Straight To Hell (album)

Straight to Hell is the third studio album by outlaw country/punk artist Hank Williams III. It is Williams’ first release since settling a contract dispute with Curb Records, and is one of the first releases on Curb’s new Bruc Records imprint. It is also the first ever country music release to merit both a parental advisory sticker on the package and a clean version of the album for more conservative retail outlets like Wal-Mart, due to language more suited to III’s punk rock side and some repeated drug and alcohol references. On his website, III encourages fans to support independent record outlets that are more willing to stock the uncensored version of the album.

Espousing the Do-it-yourself (DIY) ethic more associated with punk rock, Williams recorded the double album “in a house with a good wooden room in East Nashville” with a $400 Korg D 1600 digital workstation, handling producing and engineering duties along with his longtime Damn Band members JoeBuck and Andy Gibson, although instead of a “Produced and Engineered by…” credit, the Williams/Buck/Gibson triad were instead credited with “Settin’ up the mics, turnin’ the knobs and recording this record”. The results would inspire III to state that every musician should own their own workstation in order to take full control of their own music.

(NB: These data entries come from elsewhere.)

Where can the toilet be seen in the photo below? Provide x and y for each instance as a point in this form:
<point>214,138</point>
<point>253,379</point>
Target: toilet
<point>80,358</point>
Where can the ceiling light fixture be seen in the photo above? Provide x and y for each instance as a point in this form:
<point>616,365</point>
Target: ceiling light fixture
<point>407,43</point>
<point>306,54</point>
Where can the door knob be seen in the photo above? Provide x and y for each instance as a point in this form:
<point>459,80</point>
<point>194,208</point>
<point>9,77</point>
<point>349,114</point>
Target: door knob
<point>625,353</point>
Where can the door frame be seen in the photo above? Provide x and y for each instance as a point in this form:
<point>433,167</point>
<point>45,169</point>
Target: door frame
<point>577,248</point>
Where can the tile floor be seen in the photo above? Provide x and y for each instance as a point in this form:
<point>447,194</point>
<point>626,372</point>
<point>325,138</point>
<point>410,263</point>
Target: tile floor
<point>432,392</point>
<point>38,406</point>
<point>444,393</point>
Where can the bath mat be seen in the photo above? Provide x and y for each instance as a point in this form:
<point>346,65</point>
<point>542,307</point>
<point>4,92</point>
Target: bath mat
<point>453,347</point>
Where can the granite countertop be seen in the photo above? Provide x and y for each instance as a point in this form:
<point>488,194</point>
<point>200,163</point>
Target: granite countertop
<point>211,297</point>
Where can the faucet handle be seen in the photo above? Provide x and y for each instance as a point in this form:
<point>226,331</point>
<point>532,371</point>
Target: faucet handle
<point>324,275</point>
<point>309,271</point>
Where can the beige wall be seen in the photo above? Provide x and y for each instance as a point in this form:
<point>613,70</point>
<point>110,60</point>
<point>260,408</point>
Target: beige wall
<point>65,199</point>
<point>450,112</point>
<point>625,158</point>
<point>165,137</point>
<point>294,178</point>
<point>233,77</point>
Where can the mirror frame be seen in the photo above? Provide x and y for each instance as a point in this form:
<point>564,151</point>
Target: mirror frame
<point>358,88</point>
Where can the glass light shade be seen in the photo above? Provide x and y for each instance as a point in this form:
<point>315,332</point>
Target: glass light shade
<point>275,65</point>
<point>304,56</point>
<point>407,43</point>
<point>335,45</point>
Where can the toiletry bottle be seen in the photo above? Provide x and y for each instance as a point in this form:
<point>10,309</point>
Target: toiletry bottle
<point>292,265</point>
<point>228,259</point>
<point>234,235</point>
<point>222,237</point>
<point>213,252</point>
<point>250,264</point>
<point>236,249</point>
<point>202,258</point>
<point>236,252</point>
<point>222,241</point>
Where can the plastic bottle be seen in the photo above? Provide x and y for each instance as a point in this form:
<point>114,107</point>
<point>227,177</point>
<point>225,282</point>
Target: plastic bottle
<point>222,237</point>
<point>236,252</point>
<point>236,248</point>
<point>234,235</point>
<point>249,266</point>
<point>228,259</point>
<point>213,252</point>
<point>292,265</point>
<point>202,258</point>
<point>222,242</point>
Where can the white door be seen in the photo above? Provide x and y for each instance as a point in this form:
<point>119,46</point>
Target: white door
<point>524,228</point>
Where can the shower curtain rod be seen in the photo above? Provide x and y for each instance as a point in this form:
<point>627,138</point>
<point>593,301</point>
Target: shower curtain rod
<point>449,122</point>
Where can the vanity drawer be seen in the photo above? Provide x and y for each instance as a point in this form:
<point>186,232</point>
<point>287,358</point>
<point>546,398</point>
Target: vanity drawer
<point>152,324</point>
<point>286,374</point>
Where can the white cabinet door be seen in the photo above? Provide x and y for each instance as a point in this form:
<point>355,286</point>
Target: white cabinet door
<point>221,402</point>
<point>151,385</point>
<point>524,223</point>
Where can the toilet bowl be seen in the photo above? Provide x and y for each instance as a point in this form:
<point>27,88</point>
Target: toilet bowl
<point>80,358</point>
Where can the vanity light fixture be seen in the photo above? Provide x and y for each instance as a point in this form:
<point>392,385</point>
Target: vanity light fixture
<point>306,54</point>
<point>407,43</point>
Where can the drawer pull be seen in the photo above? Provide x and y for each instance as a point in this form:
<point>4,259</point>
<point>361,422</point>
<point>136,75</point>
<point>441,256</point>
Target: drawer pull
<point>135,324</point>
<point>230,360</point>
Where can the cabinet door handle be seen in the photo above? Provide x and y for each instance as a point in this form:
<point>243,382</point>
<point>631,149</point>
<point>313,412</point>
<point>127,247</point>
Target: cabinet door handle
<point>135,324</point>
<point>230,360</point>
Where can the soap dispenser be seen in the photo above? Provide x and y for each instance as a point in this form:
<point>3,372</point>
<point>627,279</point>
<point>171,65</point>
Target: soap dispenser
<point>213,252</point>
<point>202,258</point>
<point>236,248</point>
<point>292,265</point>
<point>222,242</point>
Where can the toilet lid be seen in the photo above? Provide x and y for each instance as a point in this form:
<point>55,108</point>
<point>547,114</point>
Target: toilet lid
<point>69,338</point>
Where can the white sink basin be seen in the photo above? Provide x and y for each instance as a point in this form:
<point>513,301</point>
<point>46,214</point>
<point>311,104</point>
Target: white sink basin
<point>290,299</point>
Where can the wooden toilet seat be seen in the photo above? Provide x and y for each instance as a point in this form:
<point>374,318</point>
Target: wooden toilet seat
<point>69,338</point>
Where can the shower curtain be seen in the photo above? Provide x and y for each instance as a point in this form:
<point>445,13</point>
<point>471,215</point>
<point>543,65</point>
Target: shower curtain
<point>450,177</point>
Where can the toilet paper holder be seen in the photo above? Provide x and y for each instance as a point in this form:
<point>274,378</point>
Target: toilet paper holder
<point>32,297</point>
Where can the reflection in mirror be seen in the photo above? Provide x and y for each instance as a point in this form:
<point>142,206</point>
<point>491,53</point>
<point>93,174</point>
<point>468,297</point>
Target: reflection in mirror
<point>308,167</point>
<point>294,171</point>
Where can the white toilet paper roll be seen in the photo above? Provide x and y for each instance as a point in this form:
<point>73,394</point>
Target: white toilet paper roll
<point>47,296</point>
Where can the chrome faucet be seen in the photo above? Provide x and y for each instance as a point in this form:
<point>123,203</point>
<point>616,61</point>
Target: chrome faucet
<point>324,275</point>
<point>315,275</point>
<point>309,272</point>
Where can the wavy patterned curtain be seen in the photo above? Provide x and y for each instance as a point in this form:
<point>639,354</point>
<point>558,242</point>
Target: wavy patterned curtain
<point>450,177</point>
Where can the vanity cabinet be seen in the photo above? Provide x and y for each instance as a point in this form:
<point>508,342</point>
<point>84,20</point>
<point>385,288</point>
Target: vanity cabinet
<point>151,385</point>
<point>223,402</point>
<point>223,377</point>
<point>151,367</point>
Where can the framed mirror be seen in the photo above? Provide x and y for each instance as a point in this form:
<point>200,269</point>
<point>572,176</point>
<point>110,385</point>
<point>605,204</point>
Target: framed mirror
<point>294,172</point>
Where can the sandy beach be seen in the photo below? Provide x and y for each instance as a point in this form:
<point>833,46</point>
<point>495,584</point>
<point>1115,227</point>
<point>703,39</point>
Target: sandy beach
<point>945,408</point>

The first disc features Williams and his Damn Band along with a handful of professional guest musicians, and immortalizes several tracks that Williams had been performing in his live show for years, including the infamous anti-pop-country anthem “Dick In Dixie” (better known to longtime III fans as “Let’s Put The Dick Back In Dixie And The Cunt Back In Country”, and omitted from the clean version of the album entirely). Also notable on the album is “Not Everybody Likes Us”, where III openly insults Kid Rock, pointing out that neither Rock’s hanging out with III’s estranged father nor Rock’s being a “Yankee” would ever make him “the son of Hank”.

The second disc features a rawer III performing the song “Louisiana Stripes” (described by one reviewer as “a worthy successor to [Johnny Cash’s] ‘Folsom Prison Blues'”), as well as a “hidden” 42-minute track featuring a medley of other III compositions along with covers of his grandfather’s “I Could Never Be Ashamed Of You”, Cheech & Chong’s “Up In Smoke”, and Wayne Hancock’s “Take My Pain”, all linked with various soundbites and sound effects (voice mail messages, bong hits, passing trains, etc.)
Fans who bought the album in participating independent record stores were given a free 12″ picture disc that included the hidden track from disc two, split into two parts.